What exactly does Fielder bring to the Brewers? His 50 home runs during the 2007 season are a start. The fact that he almost hit .300 last year while finish with a .299 batting average is something else. But in 2010, he had probably the lowest offensive output of his career. His slash line of .261/.401/.471 is impressive, but not by his own standards. He led the National League with 114 walks, but had less than 100 RBI for the first time since 2006 while posting a total of just 83 this year.
The low number for RBI can perhaps be offset by teammates Casey McGehee, Ryan Braun and Corey Hart having totals of 104, 103 and 102 respectively. Fielder still led the team with 32 home runs and made just 4 errors in the field all season.
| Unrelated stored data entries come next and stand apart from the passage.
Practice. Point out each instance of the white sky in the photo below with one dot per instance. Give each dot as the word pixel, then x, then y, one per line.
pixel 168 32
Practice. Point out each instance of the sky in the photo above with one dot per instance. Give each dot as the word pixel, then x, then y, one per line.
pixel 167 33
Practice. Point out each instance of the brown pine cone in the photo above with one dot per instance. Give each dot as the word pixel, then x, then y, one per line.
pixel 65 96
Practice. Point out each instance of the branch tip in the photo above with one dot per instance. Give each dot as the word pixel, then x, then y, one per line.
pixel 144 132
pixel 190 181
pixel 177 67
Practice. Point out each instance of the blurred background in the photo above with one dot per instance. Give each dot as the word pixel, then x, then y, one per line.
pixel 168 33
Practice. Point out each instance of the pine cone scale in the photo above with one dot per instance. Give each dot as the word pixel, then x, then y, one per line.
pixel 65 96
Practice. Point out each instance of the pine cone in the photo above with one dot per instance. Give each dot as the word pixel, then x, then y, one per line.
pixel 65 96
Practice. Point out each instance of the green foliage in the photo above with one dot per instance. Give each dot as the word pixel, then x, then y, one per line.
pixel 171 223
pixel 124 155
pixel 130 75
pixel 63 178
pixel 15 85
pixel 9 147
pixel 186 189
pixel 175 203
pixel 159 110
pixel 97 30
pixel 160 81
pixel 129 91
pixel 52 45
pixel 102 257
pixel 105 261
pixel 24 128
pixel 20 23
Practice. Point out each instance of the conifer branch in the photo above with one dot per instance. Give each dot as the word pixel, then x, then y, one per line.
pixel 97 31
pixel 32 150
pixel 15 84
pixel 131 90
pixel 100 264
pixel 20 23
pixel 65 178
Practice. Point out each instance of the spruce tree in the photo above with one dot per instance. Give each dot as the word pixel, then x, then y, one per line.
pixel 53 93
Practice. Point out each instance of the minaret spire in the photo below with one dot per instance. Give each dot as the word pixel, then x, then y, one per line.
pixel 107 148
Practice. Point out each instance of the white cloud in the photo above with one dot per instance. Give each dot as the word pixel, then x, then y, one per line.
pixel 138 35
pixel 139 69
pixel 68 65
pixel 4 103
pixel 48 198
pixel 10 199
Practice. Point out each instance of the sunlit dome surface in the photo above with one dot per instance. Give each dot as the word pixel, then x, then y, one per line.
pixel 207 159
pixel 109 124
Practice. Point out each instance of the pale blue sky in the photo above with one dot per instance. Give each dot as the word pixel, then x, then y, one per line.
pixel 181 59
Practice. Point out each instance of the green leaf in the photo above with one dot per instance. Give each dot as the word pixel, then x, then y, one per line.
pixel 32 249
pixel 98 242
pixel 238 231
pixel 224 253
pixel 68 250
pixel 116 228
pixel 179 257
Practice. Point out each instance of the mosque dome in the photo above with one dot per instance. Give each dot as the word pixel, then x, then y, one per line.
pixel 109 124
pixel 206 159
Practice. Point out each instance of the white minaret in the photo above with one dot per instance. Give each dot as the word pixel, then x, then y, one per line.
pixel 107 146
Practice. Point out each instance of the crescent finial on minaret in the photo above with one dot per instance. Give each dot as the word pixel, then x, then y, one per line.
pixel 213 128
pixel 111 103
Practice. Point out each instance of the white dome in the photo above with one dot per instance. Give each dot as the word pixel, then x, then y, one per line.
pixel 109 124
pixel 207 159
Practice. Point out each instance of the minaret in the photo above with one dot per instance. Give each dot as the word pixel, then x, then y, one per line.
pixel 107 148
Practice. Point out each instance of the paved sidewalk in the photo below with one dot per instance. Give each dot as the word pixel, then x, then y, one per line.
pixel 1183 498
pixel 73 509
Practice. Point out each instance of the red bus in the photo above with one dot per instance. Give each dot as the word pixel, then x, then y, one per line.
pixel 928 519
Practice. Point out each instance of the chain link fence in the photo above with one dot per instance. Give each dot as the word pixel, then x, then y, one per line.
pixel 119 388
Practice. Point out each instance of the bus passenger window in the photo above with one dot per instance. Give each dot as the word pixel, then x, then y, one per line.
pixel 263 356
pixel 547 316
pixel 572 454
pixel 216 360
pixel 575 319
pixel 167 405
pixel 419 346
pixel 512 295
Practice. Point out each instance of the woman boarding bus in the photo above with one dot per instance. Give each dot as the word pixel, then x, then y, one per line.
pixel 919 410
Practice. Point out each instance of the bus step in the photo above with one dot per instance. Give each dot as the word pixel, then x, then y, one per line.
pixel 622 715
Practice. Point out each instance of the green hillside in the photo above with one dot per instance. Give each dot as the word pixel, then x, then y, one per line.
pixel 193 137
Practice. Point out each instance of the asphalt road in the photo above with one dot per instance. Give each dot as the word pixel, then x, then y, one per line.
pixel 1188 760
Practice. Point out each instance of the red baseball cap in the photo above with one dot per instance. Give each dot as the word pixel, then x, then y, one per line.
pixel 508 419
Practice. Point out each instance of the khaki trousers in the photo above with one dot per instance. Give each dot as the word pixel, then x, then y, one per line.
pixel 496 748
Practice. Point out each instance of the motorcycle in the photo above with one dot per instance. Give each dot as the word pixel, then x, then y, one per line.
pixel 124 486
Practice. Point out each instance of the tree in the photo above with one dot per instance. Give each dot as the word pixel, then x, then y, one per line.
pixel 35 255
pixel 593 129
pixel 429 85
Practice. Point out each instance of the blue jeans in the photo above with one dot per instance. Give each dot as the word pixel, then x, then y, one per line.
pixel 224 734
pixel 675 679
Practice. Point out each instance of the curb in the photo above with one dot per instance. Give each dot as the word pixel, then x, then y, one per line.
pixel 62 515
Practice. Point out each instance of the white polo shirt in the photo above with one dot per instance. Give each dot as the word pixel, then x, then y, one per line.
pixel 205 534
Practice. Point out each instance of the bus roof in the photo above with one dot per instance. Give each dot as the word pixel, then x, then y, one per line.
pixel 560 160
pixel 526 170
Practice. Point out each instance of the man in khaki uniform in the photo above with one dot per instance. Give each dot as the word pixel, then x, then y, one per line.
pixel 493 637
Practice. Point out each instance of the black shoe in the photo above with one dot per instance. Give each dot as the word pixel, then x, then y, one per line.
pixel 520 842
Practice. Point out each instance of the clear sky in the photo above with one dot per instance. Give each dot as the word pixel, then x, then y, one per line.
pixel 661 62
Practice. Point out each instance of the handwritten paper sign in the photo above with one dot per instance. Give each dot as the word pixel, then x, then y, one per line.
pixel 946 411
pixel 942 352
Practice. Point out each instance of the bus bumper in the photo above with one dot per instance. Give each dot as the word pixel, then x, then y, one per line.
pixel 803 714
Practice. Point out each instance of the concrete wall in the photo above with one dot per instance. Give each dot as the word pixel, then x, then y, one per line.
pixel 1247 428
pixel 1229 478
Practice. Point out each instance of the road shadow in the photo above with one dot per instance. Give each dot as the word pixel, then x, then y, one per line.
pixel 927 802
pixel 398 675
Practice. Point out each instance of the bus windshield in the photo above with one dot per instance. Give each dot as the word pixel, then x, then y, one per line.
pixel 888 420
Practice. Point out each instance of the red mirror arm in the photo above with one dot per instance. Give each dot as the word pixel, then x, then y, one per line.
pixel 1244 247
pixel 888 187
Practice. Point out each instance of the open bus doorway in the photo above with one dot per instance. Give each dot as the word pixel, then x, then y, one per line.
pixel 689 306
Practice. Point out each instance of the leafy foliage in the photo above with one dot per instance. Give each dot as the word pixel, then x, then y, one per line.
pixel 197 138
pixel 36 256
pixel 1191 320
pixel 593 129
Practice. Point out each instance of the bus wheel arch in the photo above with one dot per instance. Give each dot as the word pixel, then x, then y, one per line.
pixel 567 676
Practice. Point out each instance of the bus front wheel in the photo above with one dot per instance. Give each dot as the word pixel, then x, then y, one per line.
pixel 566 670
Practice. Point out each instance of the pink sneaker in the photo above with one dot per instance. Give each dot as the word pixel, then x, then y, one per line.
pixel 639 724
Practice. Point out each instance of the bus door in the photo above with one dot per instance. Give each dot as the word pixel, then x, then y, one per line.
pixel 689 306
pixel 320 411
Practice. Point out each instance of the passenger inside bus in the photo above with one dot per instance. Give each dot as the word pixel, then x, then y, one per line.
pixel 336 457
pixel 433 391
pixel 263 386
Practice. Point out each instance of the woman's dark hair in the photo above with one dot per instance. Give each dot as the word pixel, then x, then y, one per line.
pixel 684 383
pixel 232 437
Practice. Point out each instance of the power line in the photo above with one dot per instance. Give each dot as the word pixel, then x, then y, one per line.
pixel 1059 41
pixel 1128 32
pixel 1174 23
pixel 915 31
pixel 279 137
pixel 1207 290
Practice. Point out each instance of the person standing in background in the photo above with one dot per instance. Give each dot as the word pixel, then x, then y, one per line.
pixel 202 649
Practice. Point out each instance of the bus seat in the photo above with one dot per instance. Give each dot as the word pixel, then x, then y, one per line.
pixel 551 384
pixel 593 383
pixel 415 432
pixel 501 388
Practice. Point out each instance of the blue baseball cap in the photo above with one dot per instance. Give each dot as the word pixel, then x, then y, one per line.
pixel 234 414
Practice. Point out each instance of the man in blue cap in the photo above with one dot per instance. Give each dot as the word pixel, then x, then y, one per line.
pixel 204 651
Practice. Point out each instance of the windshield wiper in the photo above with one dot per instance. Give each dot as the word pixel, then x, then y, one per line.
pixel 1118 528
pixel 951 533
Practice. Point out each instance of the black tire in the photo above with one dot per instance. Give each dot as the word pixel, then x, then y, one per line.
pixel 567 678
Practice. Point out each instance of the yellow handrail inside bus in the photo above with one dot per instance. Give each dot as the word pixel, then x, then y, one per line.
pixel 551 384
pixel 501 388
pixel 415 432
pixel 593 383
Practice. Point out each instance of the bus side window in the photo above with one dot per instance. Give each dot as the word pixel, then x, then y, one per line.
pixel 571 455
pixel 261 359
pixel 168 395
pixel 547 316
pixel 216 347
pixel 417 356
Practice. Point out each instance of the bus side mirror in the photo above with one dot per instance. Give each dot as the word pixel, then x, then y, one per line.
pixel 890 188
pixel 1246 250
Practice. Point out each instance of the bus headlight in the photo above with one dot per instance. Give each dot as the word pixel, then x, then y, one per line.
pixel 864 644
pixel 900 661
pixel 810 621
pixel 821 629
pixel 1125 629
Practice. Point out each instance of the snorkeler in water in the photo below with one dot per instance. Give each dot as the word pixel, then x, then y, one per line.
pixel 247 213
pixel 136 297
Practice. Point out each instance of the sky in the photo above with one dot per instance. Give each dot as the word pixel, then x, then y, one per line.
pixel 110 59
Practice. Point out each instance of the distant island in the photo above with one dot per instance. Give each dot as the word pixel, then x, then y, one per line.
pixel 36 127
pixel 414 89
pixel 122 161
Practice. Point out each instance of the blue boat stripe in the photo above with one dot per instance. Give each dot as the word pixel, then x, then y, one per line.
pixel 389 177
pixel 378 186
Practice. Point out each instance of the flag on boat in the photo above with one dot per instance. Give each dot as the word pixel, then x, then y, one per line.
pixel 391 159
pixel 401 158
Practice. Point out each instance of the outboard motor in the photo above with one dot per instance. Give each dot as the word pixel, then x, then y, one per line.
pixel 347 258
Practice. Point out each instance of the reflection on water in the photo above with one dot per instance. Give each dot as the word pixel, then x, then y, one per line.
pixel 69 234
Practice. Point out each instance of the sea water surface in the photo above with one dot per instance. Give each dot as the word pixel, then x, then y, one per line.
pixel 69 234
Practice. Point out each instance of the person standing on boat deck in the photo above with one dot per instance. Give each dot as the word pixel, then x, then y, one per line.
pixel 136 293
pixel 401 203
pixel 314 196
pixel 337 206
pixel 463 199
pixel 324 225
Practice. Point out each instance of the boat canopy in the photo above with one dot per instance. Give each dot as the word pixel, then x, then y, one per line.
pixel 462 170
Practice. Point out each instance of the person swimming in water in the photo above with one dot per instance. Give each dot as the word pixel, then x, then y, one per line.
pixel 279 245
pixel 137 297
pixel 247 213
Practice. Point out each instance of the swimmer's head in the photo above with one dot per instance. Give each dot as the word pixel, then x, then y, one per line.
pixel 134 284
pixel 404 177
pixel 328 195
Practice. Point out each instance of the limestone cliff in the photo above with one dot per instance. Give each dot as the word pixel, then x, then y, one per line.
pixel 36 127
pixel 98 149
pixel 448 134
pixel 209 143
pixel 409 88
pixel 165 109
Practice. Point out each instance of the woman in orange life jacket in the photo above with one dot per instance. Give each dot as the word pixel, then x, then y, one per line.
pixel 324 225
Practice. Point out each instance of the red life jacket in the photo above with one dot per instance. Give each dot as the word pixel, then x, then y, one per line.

The Brewers had no problems with offence in 2010, but if they can improve their starting rotation for the 2011 season, I think it would be better for them to hold onto Fielder for the season. Of their starters, only Yovani Gallardo had an ERA below 4. Only three National League teams scored more runs than the Brewers in 2010, but at the same time, only two teams allowed more runs. If the Brewers do trade Fielder, they would need to receive pitching in return and go out and get a replacement.
Another way of improving their pitching staff would be to trade prospect Brett Lawrie. Lawrie could certainly get the Brewers some young pitching that could be with the team for years to come, and it would not compromise the 2011 season. Trading away top prospects like Lawrie is always hard, but for the Brewers, it may be worth it in this case.
Essentially, I think that the Milwaukee Brewers should hang onto Prince Fielder this season and attempt to improve their pitching any way they can. If they had even remotely respectable pitching this past season, they would have reached the playoffs. Beyond Gallardo, their starting rotation left a lot to be desired. Some may argue that guys like Randy Wolf and Chris Narveson had winning records. But if you think about it, would other pitchers with their ERAs really have that many wins on teams with much lower run support? Likely not. The Brewers have a strong offensive team, but just need to improve their pitching to be successful. If they can acquire some effective starters and relievers this off-season while keeping Fielder in the lineup, they could very well run away with the division title.